Complete step by step answer:
We know that relative permittivity of a medium is defined as the ratio of its permittivity in medium to permittivity of the vacuum:
$\epsilon_r = \dfrac{\epsilon}{\epsilon_0}$.
This relation can be transformed as:
$\epsilon = \epsilon_r \epsilon_0$
Same will be the case for permeability.
The relation between speed of light in a medium with the permittivity and permeability can be written as:
$v = \dfrac{1}{\sqrt{\mu \epsilon}}$
or we may write:
$v = \dfrac{1}{\sqrt{\mu_0 \epsilon_0 \mu_r \epsilon_r}}$ .
For the case of vacuum velocity is c,
$\epsilon_r$ = 1 and $\mu_r$ = 1, so we have:
$c = \dfrac{1}{\sqrt{\mu_0 \epsilon_0 }}$.
So, we can write the formula for v as:
$v = \dfrac{c}{\sqrt{\mu_r \epsilon_r}}$
We are given $\epsilon_r$ = 4 and we keep $\mu_r$ = 1, we get:
$v = \dfrac{c}{\sqrt{4}} = \dfrac{c}{2}$.

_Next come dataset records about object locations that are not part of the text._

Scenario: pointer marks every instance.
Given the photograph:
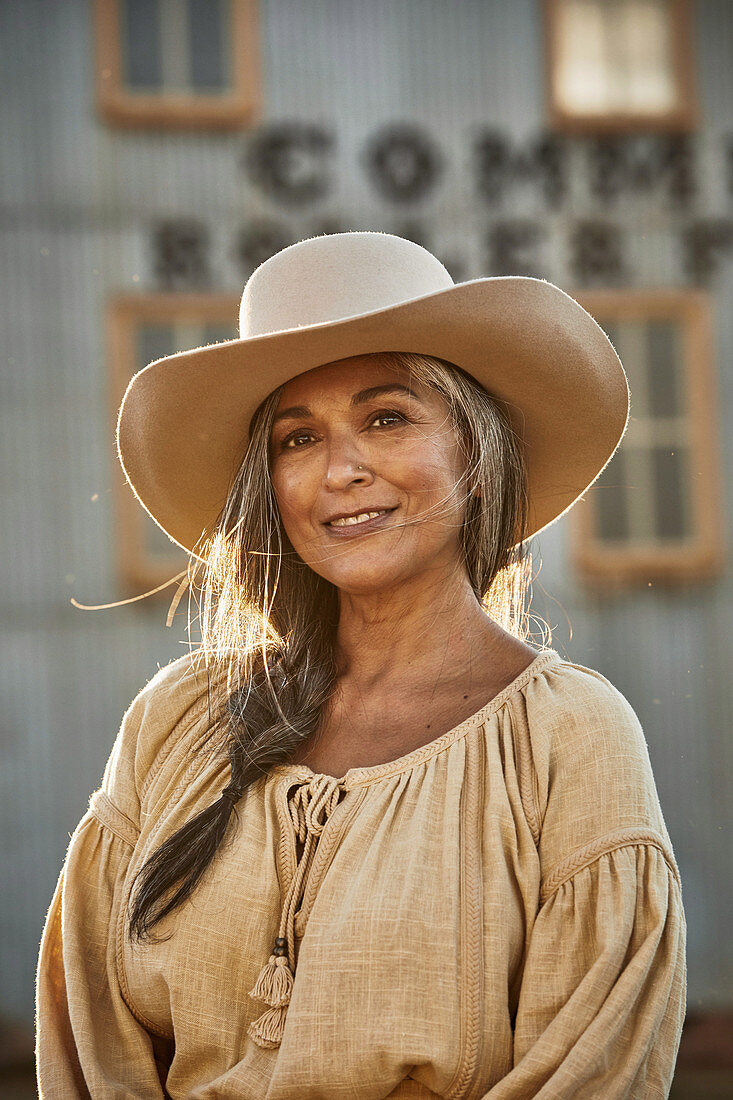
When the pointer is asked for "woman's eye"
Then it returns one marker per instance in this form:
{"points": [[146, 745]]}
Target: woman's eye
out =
{"points": [[391, 416], [296, 438]]}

Now, we consider the relationship between velocity wavelength and frequency:
For vacuum:
$c = \lambda \nu$
For medium, we suppose:
$v = \lambda ' \nu$
as the frequency will not change in going from vacuum to the media.

Making substitutions in the velocity formula we derived previously, we get:
$\lambda ' \nu = \dfrac{\lambda \nu}{2}$
$\lambda ' = \dfrac{\lambda}{2}$;
which means that the wavelength in the medium has been halved and the frequency remains the same.

So, the correct answer is “Option A”.

Note:
Our assumption that relative permeability is equal to 1 helped us in getting the right answer. It happens so that most substances have permeability same as that of permeability of free space.